# Can't stop strong hive from robbing its splits



## gww (Feb 14, 2015)

General
From reading not experiance I have read that moving the splits a couple of miles away for a couple weeks some times helps. I have also read that leaving the top off of the offending hive give it its own problims and makes it to weak to rob any one else. I have read that covering the hive getting robbed with a wet towel mask the scent. Are you feeding. The only robbing I have personally seen was started with open feeding and feeding in general once it started. I have read the closing like you have done and combining a wet towel for a bit will get the robbers to lose interest. I have not practiced any of these things but am saving things for when I might need them.
Good luck
gww


----------



## Slow Drone (Apr 19, 2014)

Robber screen.


----------



## The General (Apr 22, 2014)

>robber screen

I put one on last night. This morning there is alot of reduced traffic, but still bees trying and succeeding in getting in. very few though. 
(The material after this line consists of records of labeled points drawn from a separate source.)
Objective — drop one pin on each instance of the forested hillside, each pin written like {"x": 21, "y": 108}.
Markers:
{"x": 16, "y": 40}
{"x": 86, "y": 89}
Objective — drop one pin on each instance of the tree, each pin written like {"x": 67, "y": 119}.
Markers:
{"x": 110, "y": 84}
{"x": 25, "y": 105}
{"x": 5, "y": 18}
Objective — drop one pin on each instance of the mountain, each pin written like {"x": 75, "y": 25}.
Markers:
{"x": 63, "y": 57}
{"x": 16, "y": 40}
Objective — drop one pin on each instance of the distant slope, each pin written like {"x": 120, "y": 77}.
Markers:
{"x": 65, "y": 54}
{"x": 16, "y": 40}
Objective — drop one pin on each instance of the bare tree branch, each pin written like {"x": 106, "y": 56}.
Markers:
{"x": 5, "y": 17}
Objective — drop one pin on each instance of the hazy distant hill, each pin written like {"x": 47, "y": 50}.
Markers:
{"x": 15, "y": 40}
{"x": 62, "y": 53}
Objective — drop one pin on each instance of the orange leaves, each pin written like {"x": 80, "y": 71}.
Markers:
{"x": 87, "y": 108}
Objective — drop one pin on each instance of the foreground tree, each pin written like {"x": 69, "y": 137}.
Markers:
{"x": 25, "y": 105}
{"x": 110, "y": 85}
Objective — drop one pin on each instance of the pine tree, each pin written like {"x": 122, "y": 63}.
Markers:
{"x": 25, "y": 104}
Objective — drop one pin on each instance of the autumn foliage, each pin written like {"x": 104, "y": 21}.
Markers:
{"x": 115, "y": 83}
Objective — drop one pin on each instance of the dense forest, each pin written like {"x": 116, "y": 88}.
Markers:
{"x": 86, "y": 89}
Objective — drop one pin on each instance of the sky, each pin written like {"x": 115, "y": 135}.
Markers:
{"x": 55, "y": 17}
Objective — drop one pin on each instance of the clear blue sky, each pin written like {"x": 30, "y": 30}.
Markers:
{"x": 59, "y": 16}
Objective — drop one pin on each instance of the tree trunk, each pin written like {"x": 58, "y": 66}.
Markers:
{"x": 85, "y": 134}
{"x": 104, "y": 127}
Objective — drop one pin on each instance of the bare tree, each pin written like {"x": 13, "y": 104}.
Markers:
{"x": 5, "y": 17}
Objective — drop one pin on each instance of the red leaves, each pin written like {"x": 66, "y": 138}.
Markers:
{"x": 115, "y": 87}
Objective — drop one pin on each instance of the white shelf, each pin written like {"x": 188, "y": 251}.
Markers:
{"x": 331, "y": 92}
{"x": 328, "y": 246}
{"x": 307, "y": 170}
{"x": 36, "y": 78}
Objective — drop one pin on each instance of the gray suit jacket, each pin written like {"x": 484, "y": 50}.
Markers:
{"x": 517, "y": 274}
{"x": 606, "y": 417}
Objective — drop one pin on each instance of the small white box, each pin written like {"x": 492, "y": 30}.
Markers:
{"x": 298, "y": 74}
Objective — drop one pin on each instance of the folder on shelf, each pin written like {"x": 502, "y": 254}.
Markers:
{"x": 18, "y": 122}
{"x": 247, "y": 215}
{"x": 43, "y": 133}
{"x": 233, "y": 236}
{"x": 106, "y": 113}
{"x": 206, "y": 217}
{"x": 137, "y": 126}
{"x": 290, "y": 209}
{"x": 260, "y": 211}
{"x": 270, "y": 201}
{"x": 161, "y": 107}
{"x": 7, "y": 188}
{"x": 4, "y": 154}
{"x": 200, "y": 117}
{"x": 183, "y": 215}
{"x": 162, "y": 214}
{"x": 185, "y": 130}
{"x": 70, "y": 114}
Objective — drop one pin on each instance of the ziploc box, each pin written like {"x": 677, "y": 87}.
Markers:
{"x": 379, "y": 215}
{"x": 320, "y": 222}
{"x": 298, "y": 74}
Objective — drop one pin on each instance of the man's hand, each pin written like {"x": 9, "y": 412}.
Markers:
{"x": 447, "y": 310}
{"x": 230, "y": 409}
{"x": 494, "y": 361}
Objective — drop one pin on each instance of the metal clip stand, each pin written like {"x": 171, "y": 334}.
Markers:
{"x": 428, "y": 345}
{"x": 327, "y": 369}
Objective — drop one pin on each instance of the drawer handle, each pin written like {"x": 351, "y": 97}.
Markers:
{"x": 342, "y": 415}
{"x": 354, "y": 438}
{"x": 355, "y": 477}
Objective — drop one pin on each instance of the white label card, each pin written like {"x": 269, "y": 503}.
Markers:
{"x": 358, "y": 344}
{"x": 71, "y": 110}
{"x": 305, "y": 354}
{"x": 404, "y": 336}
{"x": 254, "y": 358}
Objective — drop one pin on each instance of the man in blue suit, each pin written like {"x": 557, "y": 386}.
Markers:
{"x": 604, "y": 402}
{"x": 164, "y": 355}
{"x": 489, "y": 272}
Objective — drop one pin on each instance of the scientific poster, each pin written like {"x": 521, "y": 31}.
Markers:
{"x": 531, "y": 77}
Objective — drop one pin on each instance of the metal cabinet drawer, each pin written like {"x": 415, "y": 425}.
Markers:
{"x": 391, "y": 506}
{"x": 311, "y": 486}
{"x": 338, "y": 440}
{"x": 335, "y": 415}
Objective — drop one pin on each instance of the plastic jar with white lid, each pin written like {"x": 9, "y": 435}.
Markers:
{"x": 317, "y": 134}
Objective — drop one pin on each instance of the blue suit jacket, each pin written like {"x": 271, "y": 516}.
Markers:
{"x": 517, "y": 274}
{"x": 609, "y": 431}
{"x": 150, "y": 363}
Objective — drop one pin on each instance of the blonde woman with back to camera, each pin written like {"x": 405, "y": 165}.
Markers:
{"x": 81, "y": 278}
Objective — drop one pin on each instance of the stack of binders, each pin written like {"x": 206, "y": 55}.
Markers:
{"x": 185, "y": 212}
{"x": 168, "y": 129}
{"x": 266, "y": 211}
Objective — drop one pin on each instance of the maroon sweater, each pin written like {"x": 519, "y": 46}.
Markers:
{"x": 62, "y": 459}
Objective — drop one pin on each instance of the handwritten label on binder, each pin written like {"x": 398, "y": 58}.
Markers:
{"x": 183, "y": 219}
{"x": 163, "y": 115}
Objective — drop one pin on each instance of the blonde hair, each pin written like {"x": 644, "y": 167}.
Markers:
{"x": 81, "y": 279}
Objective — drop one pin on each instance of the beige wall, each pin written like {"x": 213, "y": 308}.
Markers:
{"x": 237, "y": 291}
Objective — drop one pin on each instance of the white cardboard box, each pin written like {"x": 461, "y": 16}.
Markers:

Will this sort itself out when the queen hatches and starts laying or should I expect a slow trickle out of honey from the robbers who are successful in getting in the screen.


----------



## JRG13 (May 11, 2012)

You need to move them, even just a few days will help if you have to bring them back. Problem is, some bees go back to the main hive, then they go on resource recovery and I don't think the split sees it as robbing since they still probably recognize each other. I rarely leave splits in the same yard now cuz of this.


----------



## sakhoney (Apr 3, 2016)

as everybody is saying - move them over 2 miles away and the will do fine - what's going on is all the old guard bees are drifting back to the parent hive and the young bees in the nucs don't know how to guard the hive - when you move them the 2+ miles the old guards stay with the nuc. Also in my nuc boxes is a 3/4 round hole that 3 bees can guard - the rest of the box is tight/no leaks. See what happens when ya listen to us old men.
SAK


----------



## deknow (Jul 17, 2006)

Put the weak nuc where the parent hive is, amd move the parent hive 5 or 10 feet.


----------



## The General (Apr 22, 2014)

I don't have another location 2 or more miles away to drop the nucs at. Any suggestions for keeping them in the same yard and succeeding? 

@deknow, I split the hive into 2 nucs, could I move them both to the old spot side by side to get foragers then move the parent hive?


----------



## deknow (Jul 17, 2006)

Rebalance them so one is weak....put it at old location.


----------



## rolftonbees (Jul 10, 2014)

Problem is that the splits and the original hive all smell alike. They can go in without being stopped. Until a hive has its own queen this is likely to happen. This is why many folks take the split away.

Something that might help is to fees all parts of the hive after splitting.


----------